Posts tagged ‘normal distribution’

"Abnormal" Events -- Droughts and Perfect Games

Most folks, and I would include myself in this, have terrible intuitions about probabilities and in particular the frequency and patterns of occurance in the tail ends of the normal distribution, what we might call "abnormal" events.  This strikes me as a particularly relevant topic as the severity of the current drought and high temperatures in the US is being used as absolute evidence of catastrophic global warming.

I am not going to get into the global warming bits in this post (though a longer post is coming).  Suffice it to say that if it is hard to accurately directly measure shifts in the mean of climate patterns given all the natural variability and noise in the weather system, it is virtually impossible to infer shifts in the mean from individual occurances of unusual events.  Events in the tails of the normal distribution are infrequent, but not impossible or even unexpected over enough samples.

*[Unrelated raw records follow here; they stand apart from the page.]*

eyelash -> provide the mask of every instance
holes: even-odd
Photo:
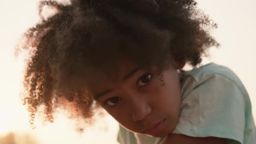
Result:
[[[138,89],[139,89],[139,88],[142,88],[142,87],[144,87],[144,86],[146,86],[146,85],[148,85],[148,84],[149,84],[151,83],[151,81],[152,81],[152,79],[153,79],[153,74],[151,74],[151,73],[145,73],[145,74],[144,74],[143,75],[141,75],[141,77],[140,77],[138,79],[138,80],[137,81],[137,82],[136,82],[136,86],[137,86],[137,87],[138,87],[138,83],[139,83],[139,81],[140,81],[140,80],[141,80],[141,79],[142,79],[142,78],[143,77],[144,77],[144,76],[145,76],[145,75],[150,75],[150,76],[151,76],[150,80],[149,80],[149,82],[148,82],[148,83],[147,83],[146,84],[145,84],[145,85],[143,85],[143,86],[141,86],[141,87],[138,87]],[[115,97],[112,97],[112,98],[109,98],[108,99],[107,99],[107,100],[106,100],[104,102],[104,105],[107,106],[108,106],[108,107],[110,107],[110,108],[111,108],[111,107],[115,107],[115,106],[116,106],[116,105],[113,105],[113,106],[109,106],[109,105],[107,105],[107,103],[108,103],[108,102],[109,101],[110,101],[110,99],[111,99],[111,98],[115,98]],[[119,101],[121,101],[121,99],[121,99],[121,100],[119,100]],[[117,102],[117,103],[118,103],[118,102]]]

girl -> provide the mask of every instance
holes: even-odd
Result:
[[[196,67],[219,44],[194,0],[71,2],[42,2],[42,22],[17,51],[30,52],[23,101],[32,126],[36,113],[53,122],[59,108],[90,123],[102,107],[120,123],[122,144],[256,143],[238,77],[214,63]],[[45,5],[57,12],[45,19]]]

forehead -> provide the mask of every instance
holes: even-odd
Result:
[[[108,88],[109,86],[118,85],[121,82],[122,79],[133,70],[139,68],[139,65],[126,59],[122,58],[109,66],[112,68],[108,72],[110,74],[102,73],[94,74],[88,85],[88,88],[91,93],[99,92]]]

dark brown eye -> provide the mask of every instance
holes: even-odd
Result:
[[[138,86],[139,87],[144,86],[149,83],[152,79],[152,75],[146,74],[142,75],[138,82]]]
[[[111,98],[107,101],[106,105],[108,106],[113,106],[121,100],[121,98],[118,97]]]

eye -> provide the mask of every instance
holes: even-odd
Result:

What got me to thinking about this was the third perfect game pitched this year in the MLB.  Until this year, only 20 perfect games had been pitched in over 130 years of history, meaning that one is expected every 7 years or so  (we would actually expect them more frequently today given that there are more teams and more games, but even correcting for this we might have an expected value of one every 3-4 years).  Yet three perfect games happened, without any evidence or even any theoretical basis for arguing that the mean is somehow shifting.  In rigorous statistical parlance, sometimes shit happens.  Were baseball more of a political issue, I have no doubt that writers from Paul Krugman on down would be writing about how three perfect games this year is such an unlikely statistical fluke that it can't be natural, and must have been caused by [fill in behavior of which author disapproves].  If only the Republican Congress had passed the second stimulus, we wouldn't be faced with all these perfect games....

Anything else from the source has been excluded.